Bailamos toda la noche, sin parar. En cuanto se terminó su bebida fuimos con sus amigas e hizo las debidas presentaciones. Después yo me acerqué a donde estaba mi grupo y juntamos a todos. Congeniaron rápido, y eso me hizo sentir un profundo alivio. Mientras tanto, Alba y yo seguimos a lo nuestro, hablando sin parar, bailando, riendo… hasta que llegó la hora de cerrar el local.

Entre todos en seguida nos pusimos de acuerdo en que era necesario ir a desayunar, así que nos pusimos en camino. Una hora más tarde volvía a mi casa con una preocupación más y un corazón menos. Aunque me encontraba destrozado y con mucho sueño, aún estuve un buen rato dando vueltas en la cama. Habíamos congeniado, pero ¿y si ella no opinaba lo mismo y simplemente había sido uno más de su listas? ¿Y si me había equivocado y en realidad ella no había sentido lo mismo que yo?

Los días fueron pasando entre llamadas de teléfono, mensajes, emails y nervios. Yo intentaba por todos los medios mostrar mis sentimientos, pero me era muy difícil, ya que mi forma de ser era totalmente lo contrario. Aun así me esforzaba. La relación fue prosperando y durante un tiempo fuimos enormemente felices. Yo la quería y ella me quería a mí. ¿Qué más podía pedir?

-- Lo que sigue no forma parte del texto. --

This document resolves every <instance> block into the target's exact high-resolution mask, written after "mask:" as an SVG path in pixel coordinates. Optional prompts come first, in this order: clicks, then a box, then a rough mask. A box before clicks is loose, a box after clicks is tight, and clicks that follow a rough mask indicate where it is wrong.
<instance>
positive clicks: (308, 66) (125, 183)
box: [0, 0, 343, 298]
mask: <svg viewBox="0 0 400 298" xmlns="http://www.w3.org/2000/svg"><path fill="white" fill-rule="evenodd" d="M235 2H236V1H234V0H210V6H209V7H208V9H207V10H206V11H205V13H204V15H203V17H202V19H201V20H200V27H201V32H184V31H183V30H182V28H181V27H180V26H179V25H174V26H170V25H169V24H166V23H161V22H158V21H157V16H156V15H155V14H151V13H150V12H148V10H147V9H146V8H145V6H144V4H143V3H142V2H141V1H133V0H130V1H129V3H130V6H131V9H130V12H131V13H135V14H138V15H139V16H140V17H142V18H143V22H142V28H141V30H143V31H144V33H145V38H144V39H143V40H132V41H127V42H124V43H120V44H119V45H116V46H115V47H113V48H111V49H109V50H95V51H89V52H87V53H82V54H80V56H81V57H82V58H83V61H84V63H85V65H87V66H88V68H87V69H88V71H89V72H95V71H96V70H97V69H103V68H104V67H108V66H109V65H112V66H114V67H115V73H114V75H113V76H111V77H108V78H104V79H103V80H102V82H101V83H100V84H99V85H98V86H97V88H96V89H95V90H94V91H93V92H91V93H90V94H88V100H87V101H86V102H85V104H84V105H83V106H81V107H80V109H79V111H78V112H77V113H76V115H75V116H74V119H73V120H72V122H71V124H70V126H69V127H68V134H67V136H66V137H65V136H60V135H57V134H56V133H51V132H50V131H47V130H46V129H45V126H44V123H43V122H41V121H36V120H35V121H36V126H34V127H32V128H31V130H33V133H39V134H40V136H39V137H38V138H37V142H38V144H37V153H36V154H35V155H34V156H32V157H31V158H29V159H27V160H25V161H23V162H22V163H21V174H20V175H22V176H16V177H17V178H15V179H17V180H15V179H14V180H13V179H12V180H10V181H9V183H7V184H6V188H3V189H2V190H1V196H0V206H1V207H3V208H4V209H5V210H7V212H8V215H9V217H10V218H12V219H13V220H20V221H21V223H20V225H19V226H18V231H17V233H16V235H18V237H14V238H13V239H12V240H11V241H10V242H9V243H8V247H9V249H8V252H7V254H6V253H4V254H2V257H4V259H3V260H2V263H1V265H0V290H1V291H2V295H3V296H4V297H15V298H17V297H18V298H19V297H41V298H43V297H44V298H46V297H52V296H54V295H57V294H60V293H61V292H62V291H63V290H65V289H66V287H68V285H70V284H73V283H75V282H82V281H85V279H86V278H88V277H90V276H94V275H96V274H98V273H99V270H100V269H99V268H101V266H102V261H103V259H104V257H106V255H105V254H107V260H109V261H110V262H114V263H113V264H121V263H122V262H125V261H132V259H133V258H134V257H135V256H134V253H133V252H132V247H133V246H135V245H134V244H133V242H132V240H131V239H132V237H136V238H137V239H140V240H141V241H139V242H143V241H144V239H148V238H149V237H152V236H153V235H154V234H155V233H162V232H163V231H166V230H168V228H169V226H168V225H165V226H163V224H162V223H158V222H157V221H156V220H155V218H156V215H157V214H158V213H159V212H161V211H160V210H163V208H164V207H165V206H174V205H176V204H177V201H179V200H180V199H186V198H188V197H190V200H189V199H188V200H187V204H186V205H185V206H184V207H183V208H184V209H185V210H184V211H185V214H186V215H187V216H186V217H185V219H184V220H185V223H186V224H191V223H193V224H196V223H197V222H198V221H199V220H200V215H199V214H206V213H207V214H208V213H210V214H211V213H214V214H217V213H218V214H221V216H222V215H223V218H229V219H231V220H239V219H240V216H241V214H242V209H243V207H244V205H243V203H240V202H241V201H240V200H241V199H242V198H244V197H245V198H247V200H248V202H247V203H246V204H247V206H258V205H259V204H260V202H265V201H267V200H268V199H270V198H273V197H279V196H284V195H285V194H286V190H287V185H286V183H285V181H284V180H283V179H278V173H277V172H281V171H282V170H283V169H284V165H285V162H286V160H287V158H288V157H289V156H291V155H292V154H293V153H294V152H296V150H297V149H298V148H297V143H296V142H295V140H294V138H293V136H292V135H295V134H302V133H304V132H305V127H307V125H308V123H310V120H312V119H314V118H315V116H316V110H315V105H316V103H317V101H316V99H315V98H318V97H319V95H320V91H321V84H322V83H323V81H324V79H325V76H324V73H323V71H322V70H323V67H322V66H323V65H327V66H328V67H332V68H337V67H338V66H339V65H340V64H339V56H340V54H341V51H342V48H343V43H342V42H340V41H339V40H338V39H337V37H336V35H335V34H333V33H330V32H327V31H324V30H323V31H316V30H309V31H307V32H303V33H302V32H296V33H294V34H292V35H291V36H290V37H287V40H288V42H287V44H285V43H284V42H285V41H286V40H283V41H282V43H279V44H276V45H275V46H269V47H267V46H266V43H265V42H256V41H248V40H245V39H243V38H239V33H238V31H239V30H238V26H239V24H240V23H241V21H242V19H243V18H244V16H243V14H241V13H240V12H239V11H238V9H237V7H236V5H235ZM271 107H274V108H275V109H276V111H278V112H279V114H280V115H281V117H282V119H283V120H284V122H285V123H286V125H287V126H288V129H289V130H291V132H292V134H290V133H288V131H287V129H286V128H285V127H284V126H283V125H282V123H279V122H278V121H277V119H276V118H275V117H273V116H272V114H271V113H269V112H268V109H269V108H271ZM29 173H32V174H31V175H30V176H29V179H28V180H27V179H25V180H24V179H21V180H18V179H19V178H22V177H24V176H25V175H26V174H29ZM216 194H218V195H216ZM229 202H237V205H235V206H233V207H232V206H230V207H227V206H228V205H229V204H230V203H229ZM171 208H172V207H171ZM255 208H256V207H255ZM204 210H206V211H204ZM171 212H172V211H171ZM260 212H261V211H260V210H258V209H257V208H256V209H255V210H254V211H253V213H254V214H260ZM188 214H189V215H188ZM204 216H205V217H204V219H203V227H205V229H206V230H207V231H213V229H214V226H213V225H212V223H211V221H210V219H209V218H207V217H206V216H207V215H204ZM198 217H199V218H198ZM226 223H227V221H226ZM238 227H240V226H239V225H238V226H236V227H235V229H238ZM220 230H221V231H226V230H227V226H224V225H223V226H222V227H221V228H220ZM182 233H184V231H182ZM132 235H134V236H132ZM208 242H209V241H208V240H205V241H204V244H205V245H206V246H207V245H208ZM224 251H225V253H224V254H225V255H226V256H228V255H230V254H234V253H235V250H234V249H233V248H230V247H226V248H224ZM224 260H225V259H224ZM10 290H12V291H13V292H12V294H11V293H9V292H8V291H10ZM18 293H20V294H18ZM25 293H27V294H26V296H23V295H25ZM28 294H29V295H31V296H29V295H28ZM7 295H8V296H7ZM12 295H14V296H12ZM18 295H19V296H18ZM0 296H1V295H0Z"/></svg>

Pero poco a poco fueron surgiendo problemas. Sus padres no terminaban de ver con buenos ojos nuestra diferencia de edad. A ella no acababa de convencerle que yo no demostrara al 100% lo que sentía. Y empecé a ver que Alba no era feliz. A veces se mostraba ausente, y yo me daba cuenta de que cada vez me costaba más llegar a ella. Nunca dudé de que me quisiera, y tampoco dudé jamás de lo que yo sentía, pero llegado un momento me quedó claro lo que tenía que hacer. Sólo pensar en ello me destrozaba por dentro, pero si quería que ella fuera feliz algún día tenía que empezar a pensar en dejarla libre.

Una vez tuve claro lo que tenía que hacer empecé a mostrarme evasivo, dejé de quedar con ella, tardaba en contestar a sus mensajes, y muchas veces no cogía sus llamadas. Cada vez que veía su número aparecer en la pantalla de mi teléfono me moría de ganas de hablar con ella, de explicarle lo que sentía, lo que me pasaba. Pero no podía. Era mejor que ella pensara que yo era un cerdo, así le costaría menos olvidarse de mí.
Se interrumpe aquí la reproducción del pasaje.